NEW YORK (Wall Street Journal) — I’ve seen a number of doctors for various medical complaints over the years. But the medical expert who knew me best was my mother.My mother never went to medical school, but like most moms she managed the health care in our home — making the doctor appointments, getting prescriptions filled and making sure we took our pills.

My mom had four kids and a husband to keep track of, but she was uniquely tuned in to all of us.

One morning when my brother was 16, he was headed out the door for a driver’s ed class. My mom stopped him because she thought he looked pale. My brother insisted that he felt fine, but my mom held her ground and my brother stayed home. A few hours later he had been diagnosed with acute appendicitis and was headed for emergency surgery.

“A mother knows her kids,” she often told me.

Mothers are the unsung heroes of the health-care system. In a survey of families, the Kaiser Family Foundation reported in 2003 that 80 percent of mothers assume the major role in choosing the family doctor and taking children to appointments. Doctors say that wives often make their husbands’ appointments as well, and accompany them on the visit.

The reasons mothers shoulder so much of the health-care burden are complex. Women tend to manage the household, child care and mealtime, so it makes sense they would also manage family health.

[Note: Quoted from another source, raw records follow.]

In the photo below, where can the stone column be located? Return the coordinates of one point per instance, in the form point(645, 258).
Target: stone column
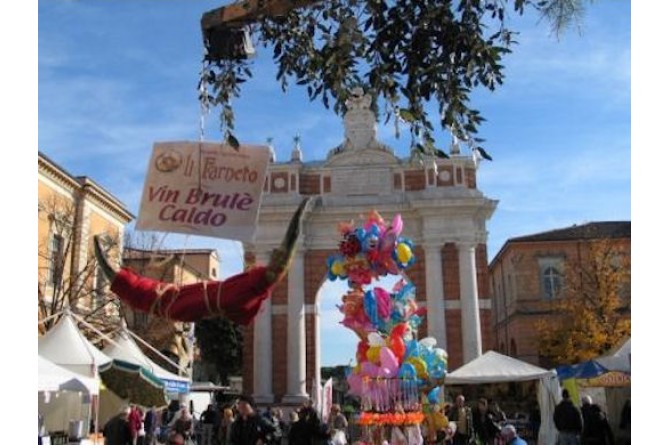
point(471, 326)
point(263, 347)
point(317, 344)
point(296, 368)
point(435, 294)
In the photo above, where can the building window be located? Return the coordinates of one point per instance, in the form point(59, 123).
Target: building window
point(552, 282)
point(551, 276)
point(99, 289)
point(56, 259)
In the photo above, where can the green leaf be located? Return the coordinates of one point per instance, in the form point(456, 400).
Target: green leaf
point(441, 154)
point(406, 115)
point(233, 142)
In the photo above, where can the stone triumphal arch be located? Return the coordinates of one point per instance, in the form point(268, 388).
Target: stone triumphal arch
point(443, 212)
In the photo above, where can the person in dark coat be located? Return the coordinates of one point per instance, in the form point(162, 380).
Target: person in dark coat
point(117, 429)
point(250, 428)
point(461, 415)
point(485, 427)
point(597, 430)
point(308, 429)
point(568, 421)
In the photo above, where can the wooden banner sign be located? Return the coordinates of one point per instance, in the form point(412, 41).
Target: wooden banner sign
point(204, 188)
point(608, 379)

And women are bigger users of health care than men and are far more likely to have a personal physician themselves. Clearly fathers make important contributions to their families, but in most families, women shoulder the larger share of parenting duties.

Whether a mother has an instinctive advantage when it comes to the health of her kids is a matter of debate. One study suggests that motherhood may permanently alter the brain’s memory and learning centres, according to a November 1999 report in Nature.

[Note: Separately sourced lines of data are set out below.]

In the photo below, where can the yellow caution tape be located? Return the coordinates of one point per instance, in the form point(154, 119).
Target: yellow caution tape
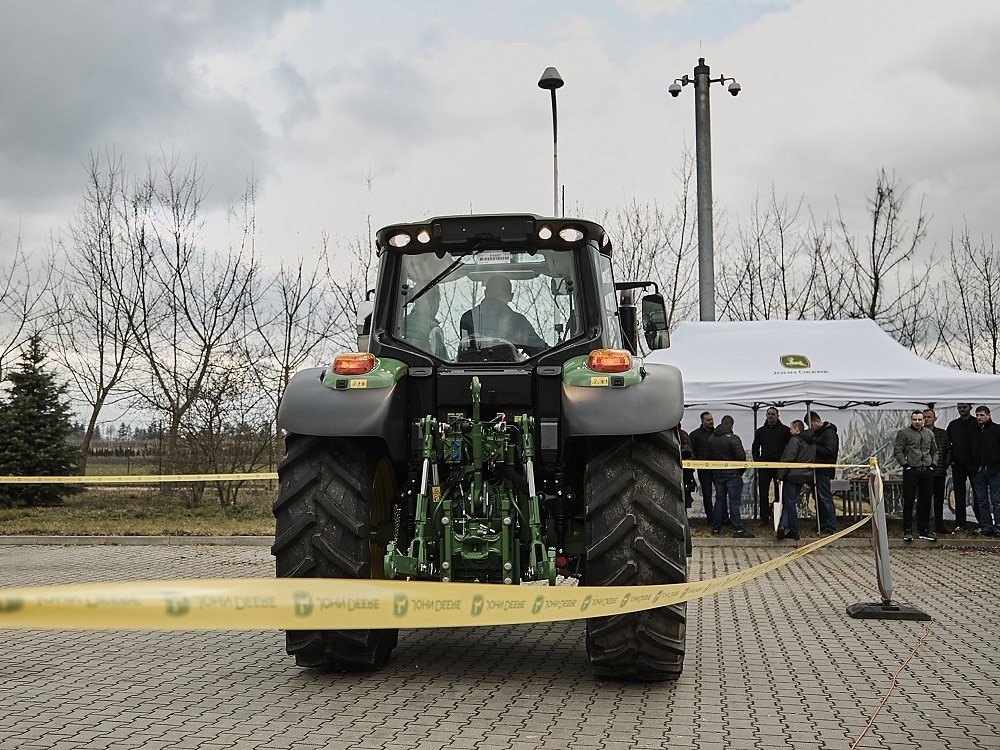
point(692, 464)
point(272, 476)
point(142, 478)
point(344, 604)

In rat studies, rat mothers did a better job finding food and navigating mazes than rats who hadn’t given birth. The theory is that the hormones of pregnancy as well as the powerful sensory events of motherhood, such as childbirth and breast-feeding, may permanently alter the brain, equipping mothers with enhanced cognitive abilities that help them care for their young.

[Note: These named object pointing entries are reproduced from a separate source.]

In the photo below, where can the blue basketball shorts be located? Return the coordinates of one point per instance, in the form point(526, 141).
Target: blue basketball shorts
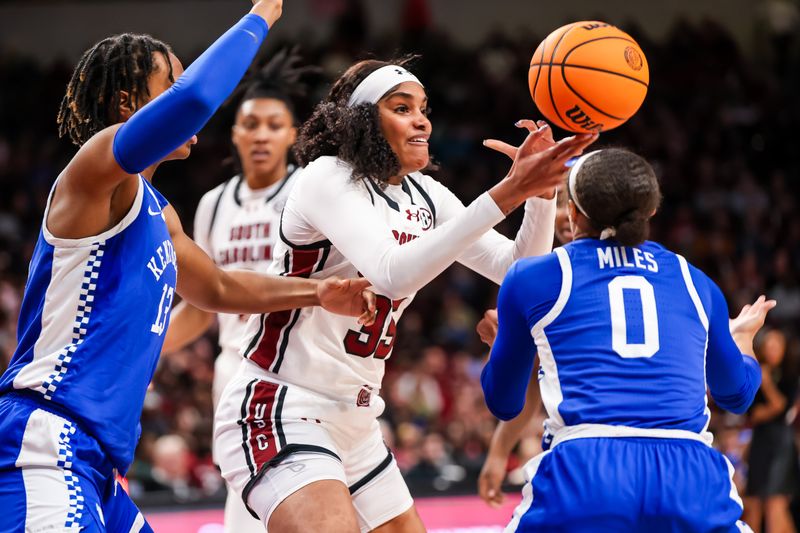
point(54, 477)
point(632, 484)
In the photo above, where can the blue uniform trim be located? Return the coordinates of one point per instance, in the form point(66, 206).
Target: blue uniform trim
point(86, 297)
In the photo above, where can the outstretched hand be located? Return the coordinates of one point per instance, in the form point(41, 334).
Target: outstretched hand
point(543, 142)
point(751, 318)
point(269, 10)
point(348, 297)
point(487, 327)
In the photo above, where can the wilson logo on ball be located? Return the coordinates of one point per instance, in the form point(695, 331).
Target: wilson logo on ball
point(594, 26)
point(633, 58)
point(577, 116)
point(592, 64)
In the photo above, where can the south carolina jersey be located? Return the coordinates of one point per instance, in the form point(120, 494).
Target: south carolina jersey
point(626, 336)
point(399, 237)
point(92, 323)
point(238, 227)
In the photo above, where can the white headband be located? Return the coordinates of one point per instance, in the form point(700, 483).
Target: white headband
point(373, 87)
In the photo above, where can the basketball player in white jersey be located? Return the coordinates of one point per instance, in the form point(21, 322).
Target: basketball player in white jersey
point(236, 223)
point(296, 432)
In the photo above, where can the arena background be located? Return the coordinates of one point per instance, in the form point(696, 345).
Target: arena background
point(719, 124)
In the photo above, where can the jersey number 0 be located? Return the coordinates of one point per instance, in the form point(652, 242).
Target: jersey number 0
point(620, 313)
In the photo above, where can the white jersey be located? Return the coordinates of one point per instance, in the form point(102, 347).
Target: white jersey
point(400, 238)
point(238, 227)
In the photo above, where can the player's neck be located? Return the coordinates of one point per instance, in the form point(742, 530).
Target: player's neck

The brain benefits also showed up in “foster” rat moms who cared for litters but hadn’t given birth — suggesting that adoptive moms, and possibly fathers who are primary caregivers, also experience changes that help them raise children.

“Perhaps human mothers’ uncanny abilities to juggle and to problem-solve are not a coincidence,” notes Alan Greene, a Danville, California, paediatrician and founder of www.drgreene.com.

Harvard physician Jerome Groopman says one of his earliest experiences with mother’s instinct involved his own wife. The couple was travelling with their nine-month-old son, who was fussy and feverish. A local paediatrician reassured them it was just a virus and offered Tylenol. His wife wasn’t convinced, in part, because his diaper smelled slightly different than usual. She kept a close eye on her son, and a few hours later went back to the emergency room. He was suffering from an intestinal obstruction, and emergency surgery saved the child’s life.

In researching his book “How Doctor’s Think”, Dr. Groopman says he came across other tales of mothers’ instinct. One story involved a mother who spent months trying to convince her doctor that her six-year-old wasn’t suffering from tension headaches. She finally demanded a brain scan, and a tumour was diagnosed.

To be sure, there are countless stories where mothers were wrong. “But the really good paediatricians I’ve met, they take the mothers very seriously,” says Dr. Groopman.

It’s notable that after my own mother was diagnosed with a deadly cancer, she was still worrying about our health in her final days.

She made my dad promise to schedule a routine check-up and reminded me to have my eyesight checked.